For Friends alum David Schwimmer, the iconic "I'll Be There for You" theme song we all know and love had worn out its welcome by the time the show ended its 10 season run in 2004.
"I'll Be There for You" by American pop rock duo the Rembrandts set up each episode of Friends during its entire decade-long domination of global TV. It became one of best-known and most-listened to songs in the world, and remains in the public consciousness today as Friends continues to pull in viewers on streaming platforms.
“I’ll be really honest, there was a time for quite a while that just hearing the theme song would really… ” he recently told Matt Lucas and David Walliams on their podcast Making a Scene. “I just had that reaction. I mean, I just had heard it so many times.”

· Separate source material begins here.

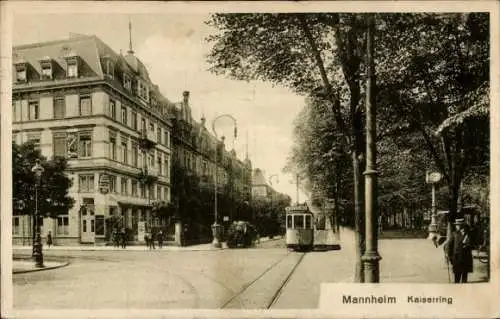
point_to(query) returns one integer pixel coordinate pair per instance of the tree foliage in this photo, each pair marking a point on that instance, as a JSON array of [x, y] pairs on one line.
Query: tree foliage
[[52, 190]]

Naturally with the show in syndication, he was bound to be exposed to it quite a bit over the years — but according to Schwimmer, the music was everywhere beyond those classic apartment walls. “Any time you’d go on a show or a talk show or an interview, that would be your intro song,” he added. “So I just didn’t have the greatest response to it.”

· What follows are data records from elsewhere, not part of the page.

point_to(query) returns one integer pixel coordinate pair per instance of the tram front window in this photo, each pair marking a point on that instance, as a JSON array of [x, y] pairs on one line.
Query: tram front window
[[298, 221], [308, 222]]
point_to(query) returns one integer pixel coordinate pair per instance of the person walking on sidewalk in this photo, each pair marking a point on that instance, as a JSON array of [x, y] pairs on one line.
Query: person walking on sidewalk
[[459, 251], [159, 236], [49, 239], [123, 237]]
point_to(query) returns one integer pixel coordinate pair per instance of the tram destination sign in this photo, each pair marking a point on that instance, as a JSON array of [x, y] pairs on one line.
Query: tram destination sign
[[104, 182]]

The legendary sitcom star, who is perhaps best known for his role as Ross Geller on the show, also revealed that he never returned to the series to even watch an episode or two following its end. That is, until his daughter Cleo “discovered it around age nine or something.”
“For me, it’s like, I did it, I’m moving on. I don’t really go back and revisit,” he said, before adding about his change of heart. “I’d be making breakfast or whatever and I’d hear my kid’s laughter. My whole relationship to that song and to the show changed.”
To be fair, we probably wouldn’t ever want to hear that song again either if we were him. Friends aired its finale episode on May 6, 2004 after 10 years on NBC. A reunion special Friends: The Reunion aired in 2021 on HBO. The entire series and the special are available to stream now on MAX.